Im Rahmen der umfangreichen Um- und Erweiterungsbauten der Residenz zu Beginn des 17. Jahrhunderts unter Herzog Maximilian I. wurde auch die Hofkapelle errichtet. Der Chor entstand erst 1630.

 

 

Bild: HofkapelleDer tägliche Besuch der Messe gehörte zum Tagesablauf des Fürsten. Während sich die Mitglieder des Hofes unten in der Kapelle versammelten, wohnten der Herzog und seine Familie dem Gottesdienst von den Emporen aus bei, die sie bequem von ihren Gemächern her erreichen konnten.

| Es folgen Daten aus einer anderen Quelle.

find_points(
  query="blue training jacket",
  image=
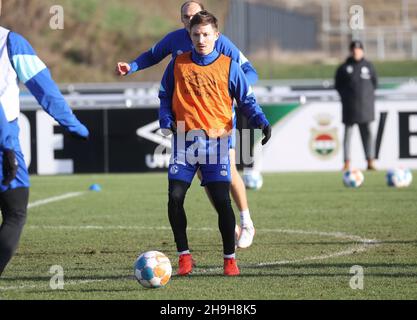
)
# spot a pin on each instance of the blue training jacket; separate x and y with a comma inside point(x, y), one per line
point(35, 75)
point(179, 41)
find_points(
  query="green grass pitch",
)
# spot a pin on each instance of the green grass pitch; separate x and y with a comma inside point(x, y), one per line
point(310, 231)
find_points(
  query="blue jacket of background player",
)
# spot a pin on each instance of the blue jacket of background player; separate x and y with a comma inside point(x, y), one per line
point(22, 64)
point(179, 41)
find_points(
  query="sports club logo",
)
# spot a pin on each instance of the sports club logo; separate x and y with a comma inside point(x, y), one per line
point(324, 142)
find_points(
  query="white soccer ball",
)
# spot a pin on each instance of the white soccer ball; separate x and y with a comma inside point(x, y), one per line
point(252, 179)
point(399, 177)
point(152, 269)
point(353, 178)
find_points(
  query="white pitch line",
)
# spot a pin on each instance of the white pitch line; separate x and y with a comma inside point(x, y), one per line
point(54, 199)
point(363, 243)
point(66, 283)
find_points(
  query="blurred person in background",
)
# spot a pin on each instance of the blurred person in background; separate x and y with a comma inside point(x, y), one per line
point(356, 82)
point(19, 62)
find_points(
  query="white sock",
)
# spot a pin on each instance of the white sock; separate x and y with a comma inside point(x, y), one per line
point(245, 219)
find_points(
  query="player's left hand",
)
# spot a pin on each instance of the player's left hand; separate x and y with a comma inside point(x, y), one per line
point(9, 166)
point(267, 131)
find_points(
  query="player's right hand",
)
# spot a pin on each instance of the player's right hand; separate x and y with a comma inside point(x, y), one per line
point(9, 166)
point(267, 131)
point(79, 132)
point(122, 68)
point(172, 130)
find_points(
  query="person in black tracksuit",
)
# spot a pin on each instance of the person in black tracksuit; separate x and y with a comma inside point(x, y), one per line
point(356, 81)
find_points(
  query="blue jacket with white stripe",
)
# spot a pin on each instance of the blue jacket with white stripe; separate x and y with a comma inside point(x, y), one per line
point(35, 75)
point(179, 41)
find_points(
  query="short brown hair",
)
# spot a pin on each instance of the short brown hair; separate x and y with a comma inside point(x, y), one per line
point(204, 17)
point(189, 2)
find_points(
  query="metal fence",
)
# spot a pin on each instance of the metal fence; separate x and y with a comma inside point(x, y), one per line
point(253, 27)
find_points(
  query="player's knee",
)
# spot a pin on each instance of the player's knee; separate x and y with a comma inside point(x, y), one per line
point(176, 197)
point(222, 202)
point(199, 175)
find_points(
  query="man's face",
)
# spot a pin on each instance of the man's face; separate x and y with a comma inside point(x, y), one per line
point(357, 54)
point(204, 38)
point(188, 13)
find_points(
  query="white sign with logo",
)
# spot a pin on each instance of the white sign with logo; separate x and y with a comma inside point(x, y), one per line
point(311, 139)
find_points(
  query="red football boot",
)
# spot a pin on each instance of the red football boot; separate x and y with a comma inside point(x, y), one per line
point(230, 267)
point(185, 264)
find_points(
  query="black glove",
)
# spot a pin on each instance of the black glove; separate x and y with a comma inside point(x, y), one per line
point(9, 166)
point(267, 133)
point(78, 137)
point(173, 127)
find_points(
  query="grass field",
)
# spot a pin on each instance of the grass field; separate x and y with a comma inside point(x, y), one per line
point(310, 231)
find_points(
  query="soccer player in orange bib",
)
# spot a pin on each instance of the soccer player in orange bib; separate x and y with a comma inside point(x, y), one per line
point(196, 94)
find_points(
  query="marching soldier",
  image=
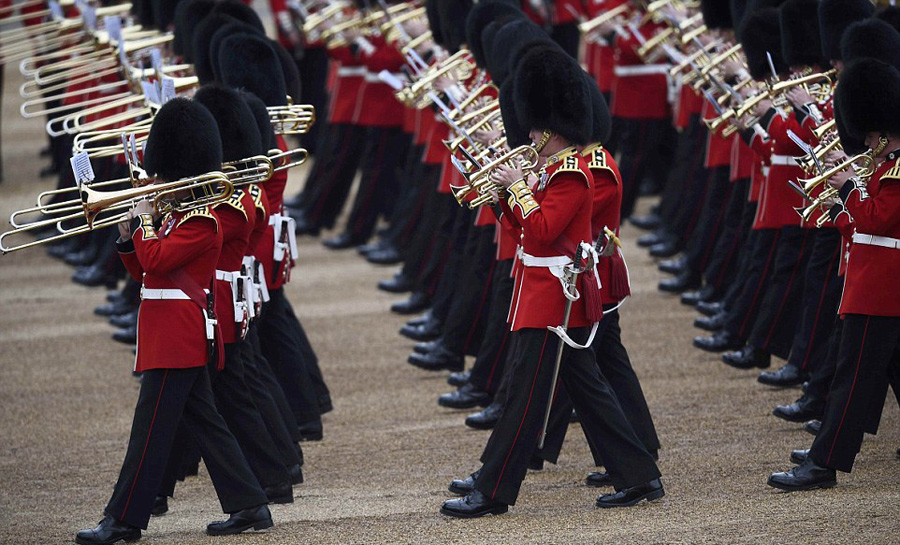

Die Hofkapelle ist der Unbefleckten Empfängnis Mariens geweiht. Die Wahl dieses Patroziniums geht wohl auf Maximilian I. selbst zurück, der die Gottesmutter Maria zur Schutzpatronin seines Hauses und des Landes Bayern erwählt hatte. Die Verherrlichung der Gottesmutter steht auch im Zentrum des prächtigen, wohl von Hans Krumper entworfenen Hauptaltares. Das große Mittelbild, gemalt von Hans Werl im Jahr 1600, zeigt Maria in der Glorie inmitten von Engeln auf Wolken thronend. In der Auszugstafel darüber ist die Dreifaltigkeit dargestellt.

 

Bild: Seitenaltar

Rechter Seitenaltar, Altarblatt
"Der heilige Maximilian verteilt
Almosen"

Zu beiden Seiten des Chores wurden in der Mitte des 18. Jahrhunderts Nebenaltäre eingefügt. Die Altarbilder sind der hl. Anna und dem hl. Maximilian gewidmet, den Namenspatronen von Herzog Maximilian I. und seiner Gemahlin Maria Anna. Die Altäre stammen von zwei bedeutenden Meistern des süddeutschen Rokoko: Johann Baptist und Franz Zimmermann. Mit feinem Gespür für die Poportionen des Raumes sind die bewegten, in Weiß und Gold gefassten Stuckrahmen der Altäre in den 150 Jahre älteren Kirchenraum eingefügt.